Newer Version Available

This content describes an older version of this product. View Latest

Initiate Text Extraction Action

Extract text from an uploaded document by using the Amazon Textract API.

You can automate the Intelligent Document Reader’s text detection and extraction steps using this invocable action.

Special Access Rules

This action is available in API version 58.0 and later for users with the AWSTextract1000LimitAddOn or IntelligentDocumentReaderAddOn license.

Supported REST HTTP Methods

URI
/services/data/vXX.X/actions/standard/initiateTextExtraction
Formats
JSON, XML
HTTP Methods
POST
Authentication
Authorization: Bearer token

Inputs

Input Details
configurationAPIName
Type
string
Description
For internal use only.
contentDocumentId
Type
string
Description
Required. The unique content document ID of the uploaded document to initiate text extraction.

You can specify up to 20 content Document IDs.

documentTypeId
Type
string
Description
Optional. The ID of the document type that contains the queries. These queries are used to retrieve the OCR Service. Available in API version 60.0 and later.
endPageIndex
Type
integer
Description
Optional. The page number up to which the text must be extracted. The default value is the last page number in the specified document.
ocrService
Type
picklist
Description
Optional. The name of the OCR service that extracts text from the document. Valid values are:
  • AMAZON_TEXTRACT—Indicates the AWS Document service.
  • AMAZON_TEXTRACT_ANALYZE_ID—Indicates the AWS Analyze ID service.
  • AMAZON_TEXTRACT_DETECT_TEXT—Indicates the AWS Detect service that displays the text detected in a document.
  • PDF_DOCX_EXTRACT_TEXT—Indicates the AWS Extract service that automatically extracts content from PDF files.

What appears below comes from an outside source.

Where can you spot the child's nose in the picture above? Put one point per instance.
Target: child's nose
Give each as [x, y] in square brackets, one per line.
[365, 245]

Required if the documentTypeId property isn’t specified. The ocrService is retrieved based on the documentTypeId property.

startPageIndex
Type
integer
Description
Optional. The page number to start text extraction. By default, the starting page number is 1.

You can extract text from up to 20 pages in a specified document.

Outputs

Output Details
ocrDocumentScanResultDetails
Type
string
Description
A comma-separated list containing an OcrDocumentScanResult ID and a page number for each extracted page of the specified document.

Example

Sample Request

1{
2  "inputs": [
3    {
4      "contentDocumentId": "069T10000004FnoIAE",
5      "startPageIndex": 1,
6      "endPageIndex": 20,
7      "ocrService": "AMAZON_TEXTRACT",
8      "documentTypeId": "0deT10000004CCbIAM"
9    }
10  ]
11}

Sample Response

1[
2   {
3      "actionName":"initiateTextExtraction",
4      "errors":null,
5      "isSuccess":true,
6      "outputValues":{
7         "ocrDocumentScanResultDetails":{
8            "ocrDocumentScanResults":[
9               {
10                  "pageNumber":1,
11                  "ocrDocumentScanResultId":"0ixT100000000bv"
12               }
13            ]
14         }
15      },
16      "version":1
17   }
18]